Riccardo Lenzi mi segnala un articolo uscito ieri sul quotidiano Brescia Oggi. Si intitola «Dall’archivio svaniti i documenti delle stragi» e racconta ciò che Giovanni Flamini ha dichiarato in qualità di consulente un paio di giorni fa alla Corte d’Assise di Brescia dove è in corso il processo per la strage di piazza della Loggia (su Radio Radicale è disponibile la registrazione dell’intera udienza mentre sopra si può ascoltare il singolo intervento di Flamini). Il testo dell’articolo segnalato da Riccardo merita di essere riportato per estero.
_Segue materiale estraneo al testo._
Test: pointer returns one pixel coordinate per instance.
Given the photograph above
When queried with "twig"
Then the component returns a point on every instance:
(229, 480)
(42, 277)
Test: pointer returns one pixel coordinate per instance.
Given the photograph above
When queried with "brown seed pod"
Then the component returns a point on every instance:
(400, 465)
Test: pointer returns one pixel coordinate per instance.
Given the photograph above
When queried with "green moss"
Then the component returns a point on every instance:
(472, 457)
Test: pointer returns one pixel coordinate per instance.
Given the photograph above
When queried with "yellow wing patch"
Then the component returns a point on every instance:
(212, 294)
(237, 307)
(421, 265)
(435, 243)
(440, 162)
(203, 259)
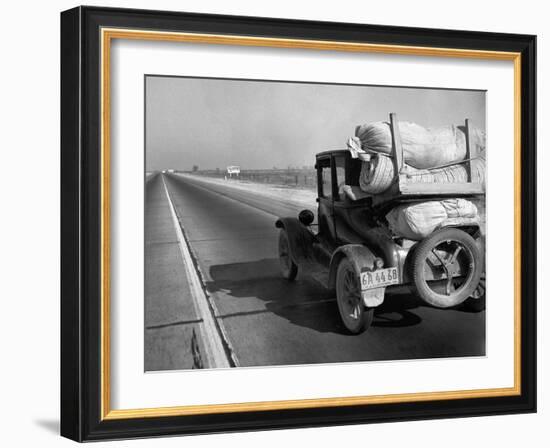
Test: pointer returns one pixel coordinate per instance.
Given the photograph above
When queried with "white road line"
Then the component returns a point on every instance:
(216, 356)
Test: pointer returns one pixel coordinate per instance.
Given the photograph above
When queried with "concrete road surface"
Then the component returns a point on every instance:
(261, 318)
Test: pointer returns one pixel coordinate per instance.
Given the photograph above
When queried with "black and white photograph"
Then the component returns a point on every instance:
(295, 223)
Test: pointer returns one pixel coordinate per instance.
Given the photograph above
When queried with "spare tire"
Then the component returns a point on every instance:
(446, 267)
(377, 175)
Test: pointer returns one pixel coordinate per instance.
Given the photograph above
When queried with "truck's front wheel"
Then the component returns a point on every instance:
(355, 316)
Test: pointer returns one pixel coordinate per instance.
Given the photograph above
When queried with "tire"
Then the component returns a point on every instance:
(289, 269)
(476, 302)
(465, 253)
(354, 315)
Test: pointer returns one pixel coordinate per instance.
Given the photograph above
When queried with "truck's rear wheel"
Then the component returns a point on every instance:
(355, 316)
(289, 269)
(453, 258)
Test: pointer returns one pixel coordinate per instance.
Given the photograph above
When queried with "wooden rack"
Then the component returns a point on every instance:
(404, 189)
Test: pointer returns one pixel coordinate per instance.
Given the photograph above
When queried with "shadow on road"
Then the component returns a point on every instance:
(303, 302)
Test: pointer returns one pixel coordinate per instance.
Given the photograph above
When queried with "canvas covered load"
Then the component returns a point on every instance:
(418, 220)
(378, 173)
(423, 148)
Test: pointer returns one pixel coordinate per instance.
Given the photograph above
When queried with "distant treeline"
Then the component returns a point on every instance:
(295, 177)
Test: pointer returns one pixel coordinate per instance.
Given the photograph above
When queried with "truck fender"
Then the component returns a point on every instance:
(300, 239)
(361, 258)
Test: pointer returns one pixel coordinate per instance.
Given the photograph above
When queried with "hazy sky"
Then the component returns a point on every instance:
(256, 124)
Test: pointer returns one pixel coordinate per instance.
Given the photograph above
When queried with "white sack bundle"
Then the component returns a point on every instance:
(417, 221)
(422, 147)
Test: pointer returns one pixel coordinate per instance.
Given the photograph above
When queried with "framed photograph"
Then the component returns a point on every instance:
(275, 224)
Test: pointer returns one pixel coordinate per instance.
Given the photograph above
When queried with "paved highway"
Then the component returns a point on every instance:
(260, 318)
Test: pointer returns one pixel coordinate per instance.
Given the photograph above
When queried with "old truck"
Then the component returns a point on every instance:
(349, 247)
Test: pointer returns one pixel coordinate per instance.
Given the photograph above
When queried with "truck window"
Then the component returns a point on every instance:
(324, 179)
(340, 181)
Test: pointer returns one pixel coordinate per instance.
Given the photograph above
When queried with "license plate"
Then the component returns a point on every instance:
(379, 278)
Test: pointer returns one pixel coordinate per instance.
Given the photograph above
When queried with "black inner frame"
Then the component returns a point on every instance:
(80, 223)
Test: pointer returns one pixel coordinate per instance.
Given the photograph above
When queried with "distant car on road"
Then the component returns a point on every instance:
(351, 249)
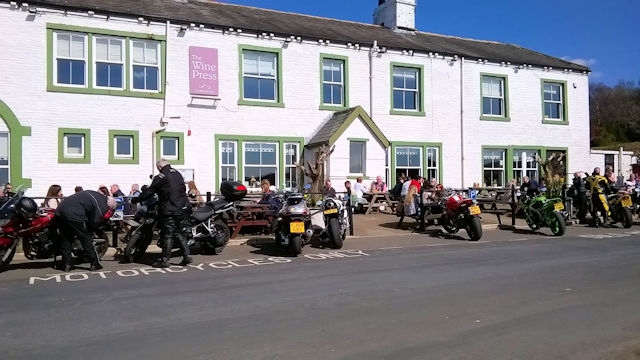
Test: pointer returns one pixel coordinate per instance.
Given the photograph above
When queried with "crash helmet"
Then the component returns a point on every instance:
(27, 208)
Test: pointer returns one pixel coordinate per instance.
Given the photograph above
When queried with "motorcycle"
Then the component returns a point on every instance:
(461, 212)
(292, 228)
(141, 230)
(336, 221)
(207, 226)
(542, 212)
(22, 221)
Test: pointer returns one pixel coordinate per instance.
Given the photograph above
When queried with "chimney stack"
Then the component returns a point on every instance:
(396, 14)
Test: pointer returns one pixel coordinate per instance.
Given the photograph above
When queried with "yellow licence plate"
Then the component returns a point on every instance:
(296, 227)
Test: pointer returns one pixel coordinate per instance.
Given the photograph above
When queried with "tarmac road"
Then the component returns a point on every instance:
(512, 295)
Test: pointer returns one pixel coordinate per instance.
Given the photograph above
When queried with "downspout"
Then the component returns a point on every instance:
(371, 51)
(461, 122)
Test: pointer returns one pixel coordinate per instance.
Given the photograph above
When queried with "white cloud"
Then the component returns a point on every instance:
(583, 62)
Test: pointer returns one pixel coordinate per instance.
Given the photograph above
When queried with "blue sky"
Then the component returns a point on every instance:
(604, 35)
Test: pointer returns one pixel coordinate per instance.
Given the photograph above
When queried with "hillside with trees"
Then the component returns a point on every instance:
(615, 116)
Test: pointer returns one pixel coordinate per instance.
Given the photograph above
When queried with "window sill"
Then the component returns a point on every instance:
(260, 103)
(555, 122)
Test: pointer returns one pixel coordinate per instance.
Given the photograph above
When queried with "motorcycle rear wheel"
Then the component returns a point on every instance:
(334, 233)
(474, 228)
(6, 255)
(224, 233)
(627, 218)
(557, 224)
(296, 245)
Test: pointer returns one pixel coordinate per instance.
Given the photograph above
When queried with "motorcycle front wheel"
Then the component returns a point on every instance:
(334, 233)
(557, 224)
(6, 255)
(474, 228)
(137, 244)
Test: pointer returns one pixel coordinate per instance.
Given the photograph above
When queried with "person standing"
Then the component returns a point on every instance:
(328, 190)
(78, 216)
(173, 208)
(580, 196)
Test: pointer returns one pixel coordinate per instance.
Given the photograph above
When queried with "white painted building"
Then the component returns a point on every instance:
(94, 92)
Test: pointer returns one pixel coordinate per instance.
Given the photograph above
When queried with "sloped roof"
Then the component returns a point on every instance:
(221, 15)
(333, 128)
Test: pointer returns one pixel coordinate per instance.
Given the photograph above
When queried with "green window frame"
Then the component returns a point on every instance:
(402, 85)
(554, 102)
(259, 75)
(494, 97)
(332, 67)
(430, 159)
(282, 161)
(116, 136)
(65, 134)
(93, 63)
(179, 137)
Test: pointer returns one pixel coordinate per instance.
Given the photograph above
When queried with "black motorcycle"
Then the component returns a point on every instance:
(207, 226)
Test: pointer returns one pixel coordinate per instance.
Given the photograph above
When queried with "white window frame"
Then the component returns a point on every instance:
(109, 60)
(554, 87)
(73, 155)
(333, 65)
(363, 157)
(291, 151)
(165, 139)
(432, 169)
(116, 148)
(488, 92)
(70, 56)
(146, 62)
(232, 161)
(272, 76)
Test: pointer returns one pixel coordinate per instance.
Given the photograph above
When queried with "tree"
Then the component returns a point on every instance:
(554, 170)
(315, 171)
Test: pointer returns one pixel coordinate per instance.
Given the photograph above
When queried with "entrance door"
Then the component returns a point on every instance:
(4, 157)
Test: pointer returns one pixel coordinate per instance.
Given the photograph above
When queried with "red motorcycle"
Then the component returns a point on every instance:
(22, 221)
(461, 212)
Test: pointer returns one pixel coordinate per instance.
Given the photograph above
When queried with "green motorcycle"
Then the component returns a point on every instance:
(542, 212)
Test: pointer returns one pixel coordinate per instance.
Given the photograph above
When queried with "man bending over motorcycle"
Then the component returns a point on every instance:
(77, 217)
(173, 209)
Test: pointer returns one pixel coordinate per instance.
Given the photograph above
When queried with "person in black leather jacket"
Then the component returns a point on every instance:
(173, 208)
(77, 217)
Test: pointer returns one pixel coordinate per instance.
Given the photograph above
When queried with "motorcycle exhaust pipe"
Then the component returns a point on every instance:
(308, 234)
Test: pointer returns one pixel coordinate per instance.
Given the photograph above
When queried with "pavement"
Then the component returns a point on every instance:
(374, 224)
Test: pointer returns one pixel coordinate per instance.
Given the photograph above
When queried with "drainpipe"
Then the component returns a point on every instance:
(462, 123)
(373, 50)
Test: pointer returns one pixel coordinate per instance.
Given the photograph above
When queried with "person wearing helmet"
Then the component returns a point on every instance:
(77, 217)
(173, 209)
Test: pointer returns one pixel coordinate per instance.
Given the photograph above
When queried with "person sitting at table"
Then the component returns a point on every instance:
(378, 185)
(327, 190)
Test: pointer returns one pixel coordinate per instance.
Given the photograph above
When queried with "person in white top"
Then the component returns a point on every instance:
(53, 198)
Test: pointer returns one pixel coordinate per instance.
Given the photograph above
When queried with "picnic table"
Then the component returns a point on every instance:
(252, 214)
(377, 200)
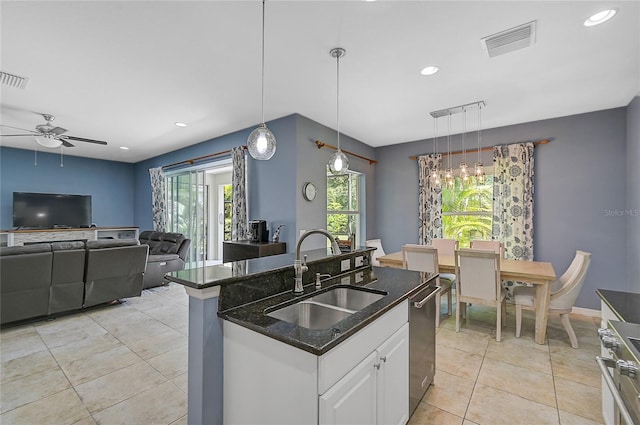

Nessun riferimento alla strage di piazza Loggia o alla questura di Milano, consumata un anno prima, il 17 maggio ’73. Nelle veline della Divisione Affari Riservati non compare alcuna nota informativa sull’attentato bresciano. E non è l’unica pagina terroristica a mancare dall’archivio. «Erano proprio i documenti che cercavo con più curiosità, conoscevo bene le carte su piazza Fontana. Ma non c’era nulla, a volte, solo le intestazioni». A ricordare con dovizia di dettagli il materiale custodito nel deposito di Circonvallazione Appia è Giovanni Flamini, consulente, chiamato a deporre dai pm nel terzo processo sulla strage bresciana. Era stato incaricato dalla Procura di Milano di esaminare parte degli archivi della Dar, nell’inchiesta su piazza Fontana: 36 anni dopo. a Brescia, l’accusa punta a ricostruire luci e ombre dell’attività della Dar per dimostrare che la strage di piazza Loggia maturò in un contesto che vedeva legati a doppio filo estremisti neri e apparati statali deviati.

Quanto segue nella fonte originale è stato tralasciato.